Additionally to Bredon's and Warner's excellent books and Nicolaescu's lecture notes mentioned in ARA's answer and specifically for applications of sheaves in Differential Geometry I would suggest the following notes and books, in no particular order:

With focus on distributions (in the sense of Differential Geometry):

  • A. Lewis - Generalized Subbundles and Distributions, Comprehensive Review (2014) (link: https://mast.queensu.ca/~andrew/notes/abstracts/2011a.html) (Even though this topic is perhaps slightly more specific, I suggest it because there you can see more interactions with sheaf theory, and arguably distributions are among the central objects in Differential Geometry.)

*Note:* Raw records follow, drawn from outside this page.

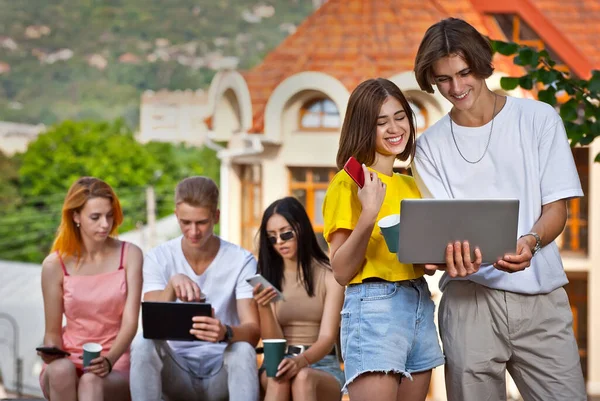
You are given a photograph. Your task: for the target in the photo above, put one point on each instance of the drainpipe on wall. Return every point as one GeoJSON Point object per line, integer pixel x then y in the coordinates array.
{"type": "Point", "coordinates": [226, 156]}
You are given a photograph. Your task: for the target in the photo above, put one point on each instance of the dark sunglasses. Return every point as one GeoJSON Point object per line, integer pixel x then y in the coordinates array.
{"type": "Point", "coordinates": [286, 236]}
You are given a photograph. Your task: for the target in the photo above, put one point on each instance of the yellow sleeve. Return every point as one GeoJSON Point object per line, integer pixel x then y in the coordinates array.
{"type": "Point", "coordinates": [341, 207]}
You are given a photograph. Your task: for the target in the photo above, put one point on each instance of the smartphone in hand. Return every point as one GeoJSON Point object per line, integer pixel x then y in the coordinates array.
{"type": "Point", "coordinates": [52, 351]}
{"type": "Point", "coordinates": [259, 279]}
{"type": "Point", "coordinates": [355, 171]}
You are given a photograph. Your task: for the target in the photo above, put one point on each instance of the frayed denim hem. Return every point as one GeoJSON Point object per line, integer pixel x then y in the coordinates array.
{"type": "Point", "coordinates": [395, 371]}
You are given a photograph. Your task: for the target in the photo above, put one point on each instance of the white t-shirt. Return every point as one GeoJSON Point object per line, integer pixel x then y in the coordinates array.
{"type": "Point", "coordinates": [223, 282]}
{"type": "Point", "coordinates": [528, 158]}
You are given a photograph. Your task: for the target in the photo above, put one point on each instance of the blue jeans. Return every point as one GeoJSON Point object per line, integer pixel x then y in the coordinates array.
{"type": "Point", "coordinates": [159, 373]}
{"type": "Point", "coordinates": [389, 327]}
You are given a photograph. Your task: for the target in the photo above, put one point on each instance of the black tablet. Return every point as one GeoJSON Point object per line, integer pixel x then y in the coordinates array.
{"type": "Point", "coordinates": [171, 320]}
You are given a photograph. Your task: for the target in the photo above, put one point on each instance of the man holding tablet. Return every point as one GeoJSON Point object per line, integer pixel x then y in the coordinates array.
{"type": "Point", "coordinates": [222, 365]}
{"type": "Point", "coordinates": [513, 314]}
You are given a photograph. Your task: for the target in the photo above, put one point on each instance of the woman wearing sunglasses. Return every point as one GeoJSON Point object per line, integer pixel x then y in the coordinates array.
{"type": "Point", "coordinates": [309, 318]}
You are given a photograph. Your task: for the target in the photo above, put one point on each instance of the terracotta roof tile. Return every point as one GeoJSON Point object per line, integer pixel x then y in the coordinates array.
{"type": "Point", "coordinates": [353, 40]}
{"type": "Point", "coordinates": [579, 20]}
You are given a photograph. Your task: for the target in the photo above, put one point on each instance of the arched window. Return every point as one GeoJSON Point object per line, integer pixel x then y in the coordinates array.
{"type": "Point", "coordinates": [420, 115]}
{"type": "Point", "coordinates": [319, 114]}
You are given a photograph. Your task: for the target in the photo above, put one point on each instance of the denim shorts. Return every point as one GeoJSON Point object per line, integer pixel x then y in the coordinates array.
{"type": "Point", "coordinates": [328, 364]}
{"type": "Point", "coordinates": [388, 327]}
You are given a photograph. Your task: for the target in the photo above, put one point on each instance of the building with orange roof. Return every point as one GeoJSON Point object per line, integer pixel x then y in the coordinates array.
{"type": "Point", "coordinates": [280, 121]}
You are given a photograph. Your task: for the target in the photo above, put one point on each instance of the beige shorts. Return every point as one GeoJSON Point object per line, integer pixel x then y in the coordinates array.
{"type": "Point", "coordinates": [485, 332]}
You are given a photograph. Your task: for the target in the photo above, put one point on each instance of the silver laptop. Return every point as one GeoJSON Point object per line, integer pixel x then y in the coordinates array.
{"type": "Point", "coordinates": [428, 225]}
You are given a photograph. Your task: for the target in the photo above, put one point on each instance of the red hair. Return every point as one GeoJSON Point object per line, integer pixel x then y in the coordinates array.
{"type": "Point", "coordinates": [68, 238]}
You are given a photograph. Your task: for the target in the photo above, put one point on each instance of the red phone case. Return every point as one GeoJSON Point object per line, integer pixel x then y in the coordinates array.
{"type": "Point", "coordinates": [355, 171]}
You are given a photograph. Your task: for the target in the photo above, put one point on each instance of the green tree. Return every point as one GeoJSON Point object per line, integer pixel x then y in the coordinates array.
{"type": "Point", "coordinates": [580, 113]}
{"type": "Point", "coordinates": [9, 177]}
{"type": "Point", "coordinates": [107, 150]}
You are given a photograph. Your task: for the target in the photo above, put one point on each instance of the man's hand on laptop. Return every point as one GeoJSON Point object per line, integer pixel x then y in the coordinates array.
{"type": "Point", "coordinates": [458, 261]}
{"type": "Point", "coordinates": [208, 328]}
{"type": "Point", "coordinates": [185, 289]}
{"type": "Point", "coordinates": [521, 260]}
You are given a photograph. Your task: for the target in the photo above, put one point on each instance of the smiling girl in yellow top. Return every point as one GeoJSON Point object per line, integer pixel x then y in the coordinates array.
{"type": "Point", "coordinates": [387, 319]}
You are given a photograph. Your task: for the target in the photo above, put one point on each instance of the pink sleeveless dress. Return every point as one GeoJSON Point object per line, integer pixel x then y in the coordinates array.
{"type": "Point", "coordinates": [93, 306]}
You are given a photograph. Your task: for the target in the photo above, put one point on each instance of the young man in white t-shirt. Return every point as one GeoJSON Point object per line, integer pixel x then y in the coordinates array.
{"type": "Point", "coordinates": [195, 265]}
{"type": "Point", "coordinates": [513, 314]}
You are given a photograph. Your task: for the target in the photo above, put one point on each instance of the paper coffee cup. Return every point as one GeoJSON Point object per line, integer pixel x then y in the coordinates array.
{"type": "Point", "coordinates": [390, 229]}
{"type": "Point", "coordinates": [90, 351]}
{"type": "Point", "coordinates": [274, 353]}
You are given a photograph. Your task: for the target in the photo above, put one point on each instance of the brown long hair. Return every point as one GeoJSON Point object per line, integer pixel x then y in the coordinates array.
{"type": "Point", "coordinates": [452, 36]}
{"type": "Point", "coordinates": [359, 131]}
{"type": "Point", "coordinates": [68, 237]}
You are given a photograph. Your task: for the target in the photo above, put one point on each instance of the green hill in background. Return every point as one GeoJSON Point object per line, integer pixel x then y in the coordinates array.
{"type": "Point", "coordinates": [92, 59]}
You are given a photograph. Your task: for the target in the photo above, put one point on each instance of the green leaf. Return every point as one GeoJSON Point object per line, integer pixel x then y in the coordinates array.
{"type": "Point", "coordinates": [526, 82]}
{"type": "Point", "coordinates": [574, 132]}
{"type": "Point", "coordinates": [547, 77]}
{"type": "Point", "coordinates": [594, 84]}
{"type": "Point", "coordinates": [509, 83]}
{"type": "Point", "coordinates": [548, 96]}
{"type": "Point", "coordinates": [568, 111]}
{"type": "Point", "coordinates": [504, 48]}
{"type": "Point", "coordinates": [527, 57]}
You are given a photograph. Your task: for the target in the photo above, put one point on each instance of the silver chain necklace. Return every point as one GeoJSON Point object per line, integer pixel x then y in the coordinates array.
{"type": "Point", "coordinates": [489, 136]}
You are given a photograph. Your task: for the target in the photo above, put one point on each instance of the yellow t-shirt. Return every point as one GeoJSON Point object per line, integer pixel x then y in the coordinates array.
{"type": "Point", "coordinates": [341, 209]}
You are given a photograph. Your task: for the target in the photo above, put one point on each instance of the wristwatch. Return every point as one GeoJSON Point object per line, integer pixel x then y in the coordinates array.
{"type": "Point", "coordinates": [538, 242]}
{"type": "Point", "coordinates": [228, 334]}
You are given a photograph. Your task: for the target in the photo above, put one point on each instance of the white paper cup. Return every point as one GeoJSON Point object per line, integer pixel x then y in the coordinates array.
{"type": "Point", "coordinates": [390, 229]}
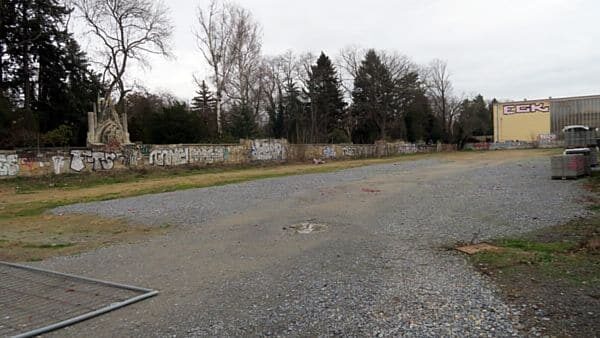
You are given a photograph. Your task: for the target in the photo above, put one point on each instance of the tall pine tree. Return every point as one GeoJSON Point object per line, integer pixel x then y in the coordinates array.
{"type": "Point", "coordinates": [374, 97]}
{"type": "Point", "coordinates": [327, 104]}
{"type": "Point", "coordinates": [204, 105]}
{"type": "Point", "coordinates": [43, 72]}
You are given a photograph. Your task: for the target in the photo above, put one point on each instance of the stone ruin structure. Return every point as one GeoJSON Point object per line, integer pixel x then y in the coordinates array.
{"type": "Point", "coordinates": [105, 126]}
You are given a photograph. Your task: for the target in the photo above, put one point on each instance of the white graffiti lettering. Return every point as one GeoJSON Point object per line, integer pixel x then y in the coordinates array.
{"type": "Point", "coordinates": [329, 152]}
{"type": "Point", "coordinates": [100, 160]}
{"type": "Point", "coordinates": [268, 150]}
{"type": "Point", "coordinates": [169, 157]}
{"type": "Point", "coordinates": [9, 165]}
{"type": "Point", "coordinates": [59, 163]}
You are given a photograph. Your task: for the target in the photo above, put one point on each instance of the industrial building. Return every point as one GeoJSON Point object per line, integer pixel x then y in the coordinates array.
{"type": "Point", "coordinates": [535, 120]}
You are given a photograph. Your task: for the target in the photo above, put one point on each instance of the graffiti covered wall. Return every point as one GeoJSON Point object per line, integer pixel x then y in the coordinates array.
{"type": "Point", "coordinates": [106, 159]}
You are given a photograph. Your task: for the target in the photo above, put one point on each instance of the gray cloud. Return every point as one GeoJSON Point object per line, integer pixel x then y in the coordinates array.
{"type": "Point", "coordinates": [505, 49]}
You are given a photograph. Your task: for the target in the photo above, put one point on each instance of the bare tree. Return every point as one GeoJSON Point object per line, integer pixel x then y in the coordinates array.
{"type": "Point", "coordinates": [127, 30]}
{"type": "Point", "coordinates": [348, 62]}
{"type": "Point", "coordinates": [445, 105]}
{"type": "Point", "coordinates": [230, 41]}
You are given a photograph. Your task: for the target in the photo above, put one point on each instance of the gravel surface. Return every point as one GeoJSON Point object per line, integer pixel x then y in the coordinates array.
{"type": "Point", "coordinates": [233, 265]}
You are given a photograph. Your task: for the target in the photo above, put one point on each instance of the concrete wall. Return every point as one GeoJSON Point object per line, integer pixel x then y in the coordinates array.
{"type": "Point", "coordinates": [81, 160]}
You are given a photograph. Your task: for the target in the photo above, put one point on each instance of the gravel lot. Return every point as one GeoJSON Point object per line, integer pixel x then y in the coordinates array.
{"type": "Point", "coordinates": [232, 265]}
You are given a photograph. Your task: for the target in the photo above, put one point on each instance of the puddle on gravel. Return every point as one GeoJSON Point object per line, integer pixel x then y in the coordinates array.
{"type": "Point", "coordinates": [308, 227]}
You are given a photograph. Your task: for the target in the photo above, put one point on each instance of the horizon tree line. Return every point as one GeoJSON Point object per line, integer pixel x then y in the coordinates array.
{"type": "Point", "coordinates": [47, 84]}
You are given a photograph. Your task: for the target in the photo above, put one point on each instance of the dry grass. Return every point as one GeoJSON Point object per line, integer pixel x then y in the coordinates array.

With focus on analysis on manifolds:

  • S. Ramanan - Global Calculus (2005) (Chapter 4 is dedicated to the comparison of the various cohomologies, i.e Cech cohomology, Sheaf cohomology, Singular cohomology, de Rham cohomology. However, sheaves pop up in many of the other chapters as well, including the last one on the consequences of the analysis of elliptic operators done in the previous chapter. The last chapter includes elliptic complexes, some basic Hodge Theory, Kodaira's Vanishing Theorem etc. Of course, the latter topics are more comprehensively treated in books on complex geometry.)

A comprehensive introductory treatment specifically of sheaves on manifolds:

  • T. Wedhorn - Manifolds, Sheaves, and Cohomology (2016) (As far as sheaf theory in differential geometry is concerned, this book is much more comprehensive than Warner's and contains nice examples. This would be my go-to recommendation for anyone who wants to learn about the sheaf-theoretic perspective of differentiable manifolds.)

Finally, there are the two volumes of

  • Mallios - Geometry of Vector Sheaves, An Axiomatic Approach to Differential Geometry (1998),

which might be an interesting second read after getting acquinted with the basics.